PS - DUA

19.5K 1.8K 22
                                    

Seminggu kemudian...

Radell dan Vio masuk ke lokasi acara pertunangan Raya dan Fabi dengan balutan dress  berwarna senada yaitu hitam. Dalam perjalanan, mereka berdua sengaja mengobrol ringan agar tidak terkesan kaku saat bertemu dengan kolega mereka yang lain. Ditengah-tengah obrolan mereka, Vio berujar, "Tunggu, Faradellia. Lo kalau lihat Raya nikah begini nggak keingat masa lalu lo?"

"Maksud lo apa, Vi?" Radell bertanya dengan raut bingung di wajahnya.

"Setiap ke acara nikahan temen begini, apa lo nggak ingat sama mantan lo?" tanya Vio.

"Adrian maksud lo?" Vio mengangguk. "Nggak lah. Kenapa gue harus ingat-ingat dia?" Radell berbohong pada Vio. Padahal, hatinya berkata sebaliknya. Gue ingat lah Vi!  

"Kali aja, kan. Semesta juga tahu kalau lo masih belum move on dari dia. Lo kan sayang banget sama si Berengsek itu."

Radell menghentikan langkahnya, "Lo tau nggak sih Vi kalau merindukannya bukan berarti menginginkan dia kembali. Karena antara rindu dan kembali itu seperti jauh sekali."

"Duh! Lo kutip kata-kata darimana sih?" Vio memegang dahi Radell. "Lo nggak demam. Pasti ada yang salah dengan diri lo."

Radell menarik tangan Vio dari dahinya. "Gue nggak apa-apa Violisa Salim. Please, deh."

Vio tertawa mendengar jawaban Radell. "Ya udah. Terserah lo dah. Tapi, lo beneran kan nggak masalah dengan status lo sekarang, I mean—"

"Seolah-olah 'widow' maksud lo?" potong Radell.

Vio menganggukkan kepala kemudian berkata, "Are you okay with that? Secara ya kita hidup di negara +62, lo pastinya tau dong gimana reaksi orang-orang kalau mereka tau dengan status itu?"

"I don't really give a damn, honey. Anggap angin lalu aja. Toh media juga nggak tau kalau gue pernah nikah sama Adrian. Untuk saat ini gue hanya mau nikmati hidup gue, Vi. Pusing mikirin laki melulu. Dia aja nggak mikirin gue."

"Halah... lo ngomong kayak gitu cuma buat penghiburan doang, kan? Ucapan lo itu seringnya lain di mulut, lain di hati. Gue temenan sama lo udah lama ya, Radell. Gue tau banget lah kalau sebenarnya dalam diri lo masih tersisa setidaknya lima belas sampai dua puluh persen perasaan buat Adrian. Lo masih berharap kalau mantan suami lo itu balik sama lo lagi, kan?

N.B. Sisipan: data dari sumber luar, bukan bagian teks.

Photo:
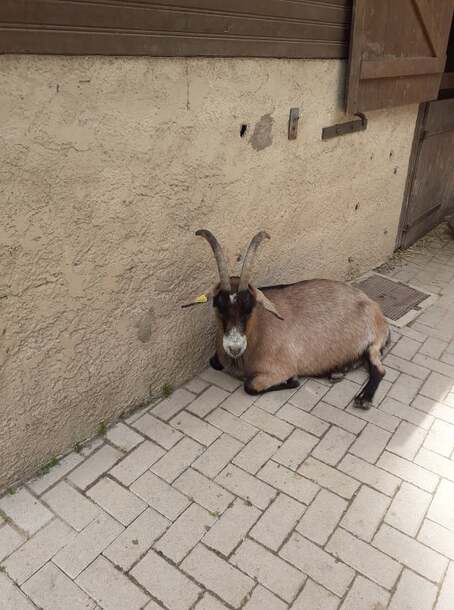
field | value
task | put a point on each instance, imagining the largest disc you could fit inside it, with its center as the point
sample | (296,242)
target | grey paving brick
(132,543)
(322,517)
(231,528)
(271,571)
(218,455)
(165,582)
(217,575)
(289,482)
(175,461)
(257,452)
(277,522)
(364,558)
(246,486)
(161,496)
(207,493)
(185,533)
(317,564)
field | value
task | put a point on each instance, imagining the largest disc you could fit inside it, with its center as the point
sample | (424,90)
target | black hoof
(215,364)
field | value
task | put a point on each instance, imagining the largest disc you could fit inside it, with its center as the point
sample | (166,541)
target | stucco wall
(108,166)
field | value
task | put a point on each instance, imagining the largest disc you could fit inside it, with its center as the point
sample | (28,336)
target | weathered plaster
(108,166)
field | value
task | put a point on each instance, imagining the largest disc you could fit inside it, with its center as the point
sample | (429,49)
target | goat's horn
(249,259)
(221,262)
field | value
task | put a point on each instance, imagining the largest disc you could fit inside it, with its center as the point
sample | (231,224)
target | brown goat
(273,335)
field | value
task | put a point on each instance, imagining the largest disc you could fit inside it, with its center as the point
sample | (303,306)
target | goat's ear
(266,303)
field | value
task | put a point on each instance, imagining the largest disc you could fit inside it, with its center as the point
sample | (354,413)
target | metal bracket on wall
(293,123)
(341,129)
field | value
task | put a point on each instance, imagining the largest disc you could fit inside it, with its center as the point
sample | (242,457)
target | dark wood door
(430,188)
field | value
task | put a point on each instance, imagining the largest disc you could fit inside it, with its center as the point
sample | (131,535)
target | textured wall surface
(108,166)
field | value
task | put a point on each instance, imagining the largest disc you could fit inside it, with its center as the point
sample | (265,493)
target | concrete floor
(212,499)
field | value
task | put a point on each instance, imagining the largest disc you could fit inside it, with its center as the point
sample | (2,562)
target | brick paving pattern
(212,499)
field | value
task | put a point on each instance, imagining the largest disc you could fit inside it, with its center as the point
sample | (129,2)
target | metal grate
(395,299)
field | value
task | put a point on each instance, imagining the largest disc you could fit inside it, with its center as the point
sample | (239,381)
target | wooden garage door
(256,28)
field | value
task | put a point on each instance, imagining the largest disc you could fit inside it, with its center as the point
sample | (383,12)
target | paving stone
(365,594)
(11,597)
(161,496)
(271,571)
(407,440)
(315,597)
(10,540)
(365,513)
(322,517)
(132,543)
(295,449)
(370,443)
(342,393)
(51,589)
(207,402)
(440,438)
(82,549)
(246,486)
(408,471)
(38,550)
(413,592)
(369,474)
(137,462)
(94,466)
(447,590)
(277,522)
(435,463)
(408,508)
(338,417)
(309,395)
(25,510)
(411,553)
(317,564)
(218,455)
(123,436)
(112,589)
(207,493)
(267,422)
(158,431)
(116,500)
(217,575)
(333,446)
(289,482)
(300,419)
(165,582)
(231,528)
(71,505)
(175,461)
(233,425)
(325,476)
(441,510)
(364,558)
(438,538)
(65,465)
(169,407)
(261,598)
(185,533)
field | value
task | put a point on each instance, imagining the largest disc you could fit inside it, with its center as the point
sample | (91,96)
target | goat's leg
(376,373)
(267,383)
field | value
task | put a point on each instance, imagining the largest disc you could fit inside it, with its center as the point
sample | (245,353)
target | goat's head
(234,298)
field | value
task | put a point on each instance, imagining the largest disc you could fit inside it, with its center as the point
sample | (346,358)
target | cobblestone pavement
(213,499)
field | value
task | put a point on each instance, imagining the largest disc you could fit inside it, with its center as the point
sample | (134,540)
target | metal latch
(341,129)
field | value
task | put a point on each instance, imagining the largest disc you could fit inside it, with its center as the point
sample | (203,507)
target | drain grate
(395,299)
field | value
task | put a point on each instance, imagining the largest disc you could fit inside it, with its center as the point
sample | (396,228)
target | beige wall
(108,166)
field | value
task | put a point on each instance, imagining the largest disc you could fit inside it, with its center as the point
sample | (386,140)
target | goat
(271,336)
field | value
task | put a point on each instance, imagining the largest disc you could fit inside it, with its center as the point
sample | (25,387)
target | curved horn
(224,275)
(249,259)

Ngaku aja deh."

Radell berjalan menjauhi Vio dengan menjawab, "Can we stop talking about him?"

"Nggak, sampai lo mengakui kalau lo masih mau balikan sama si Berengsek Hamzari itu."

"No comment, Ms. Salim."

"Gue nggak abis pikir sama lo," kata Vio sambil berjalan di belakang Radell. "Lo dibilang janda nggak mau. Padahal jelas-jelas lo sudah dicampakkan sama mantan suami lo. Dibilang masih cinta juga nggak mau. Apalagi dibilang gagal move on. Pasti lo pengen cekik leher gue abis dengar kata-kata itu. Apa yang lo lihat dari dia sih? Sementara lo masih punya banyak pecinta yang ngejer-ngejer lo."

Radell menghela nafas panjang, berbalik arah dan menjawab Vio, "Listen Violisa Salim, gue nggak mau bahas masalah pribadi gue—Adrian di sini. Bisakah kita bersenang-senang sejenak dan menghibur Raya?"

Vio mengembuskan nafas kasar lalu berkata, "Oke. Gue nggak akan bahas si Berengsek Hamzari. But please, lo juga jangan sering-sering menceritakan kegalauan lo tentang si Berengsek itu sama gue."

"Well, okay..." timpal Radell malas.

"Nice! Awas aja kalau lo cerita tentang dia lagi!" ancam Vio.